Now do the same in general situation. Note that $$ \sup_{\|f\|_{L^2(\mu)}=1}\bigg[\displaystyle\sum_{i=1}^n\left(\int_Y|\varphi_i|^2|f|^2d\mu \right)\bigg]={\rm essup}\,\sum_i |\varphi_i|^2=:A. $$ Note that (by separability of a complex plane and by the definition of essential supremum) we may find discs $D_i$ such that $\mu(\Omega)>0$, where $\Omega=\{x:\varphi_i(x)\in D_i,i=1,\dots,n\}>0$ and $\sum_i |\theta_i|^2>A-\varepsilon$ whenever $\theta_i\in D_i$. Choose any function $f$ with $\|f\|=1$ concentrated in $\Omega$. Then $\int \varphi_i |f|^2d\mu\in D_i$ (indeed, $D_i$ are convex, thus a weighted mean of elements of $D_i$ belongs to $D_i$). It implies that LHS is not less than $A-\varepsilon$.

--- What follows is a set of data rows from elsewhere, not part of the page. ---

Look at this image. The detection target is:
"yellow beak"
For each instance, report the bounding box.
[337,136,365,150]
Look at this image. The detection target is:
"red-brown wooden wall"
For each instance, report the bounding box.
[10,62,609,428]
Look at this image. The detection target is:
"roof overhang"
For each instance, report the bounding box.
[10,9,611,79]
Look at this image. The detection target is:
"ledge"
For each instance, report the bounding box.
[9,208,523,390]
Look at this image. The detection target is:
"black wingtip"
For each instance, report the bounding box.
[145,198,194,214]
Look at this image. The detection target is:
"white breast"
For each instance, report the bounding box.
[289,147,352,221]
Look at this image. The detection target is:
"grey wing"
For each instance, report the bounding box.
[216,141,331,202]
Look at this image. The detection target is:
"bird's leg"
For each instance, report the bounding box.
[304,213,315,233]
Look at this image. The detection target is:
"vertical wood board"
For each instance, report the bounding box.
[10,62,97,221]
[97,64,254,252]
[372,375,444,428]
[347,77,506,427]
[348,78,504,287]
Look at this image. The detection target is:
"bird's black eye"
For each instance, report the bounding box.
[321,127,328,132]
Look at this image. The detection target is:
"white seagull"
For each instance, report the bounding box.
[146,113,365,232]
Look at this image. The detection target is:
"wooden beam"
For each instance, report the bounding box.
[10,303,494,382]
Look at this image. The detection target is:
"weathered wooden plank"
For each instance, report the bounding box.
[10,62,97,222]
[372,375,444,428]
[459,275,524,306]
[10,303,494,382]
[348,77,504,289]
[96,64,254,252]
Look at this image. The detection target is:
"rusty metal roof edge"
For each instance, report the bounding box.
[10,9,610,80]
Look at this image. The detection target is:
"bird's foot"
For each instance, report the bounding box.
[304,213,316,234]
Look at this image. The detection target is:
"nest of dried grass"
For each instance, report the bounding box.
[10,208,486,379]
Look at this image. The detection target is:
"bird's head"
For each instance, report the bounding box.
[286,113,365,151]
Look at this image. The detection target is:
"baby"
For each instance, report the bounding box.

Remark: Note that this is an answer to the original version of the question, for general (normal) $T_j$'s; the OP has now added the assumption that the $T_j$ commute.
This is false, unless $d=1$, when it has an easy proof using the spectral theorem. For a counterexample, consider $$ T_1 = \begin{pmatrix} 1 & 0 \\ 0 & 0 \end{pmatrix}, \quad T_2 = \begin{pmatrix} 0 & -1 \\ 1 & 0 \end{pmatrix} . $$ The RHS of your inequality equals $\sqrt{2}$ (take $x=e_1$); on the LHS, $|\langle x, T_j x\rangle |\le \|T_j\|= 1$ for each summand individually for any $x$, so the only chance would be to make them both $=1$, but that's clearly not working since $\langle e_1, T_2 e_1\rangle = 0$.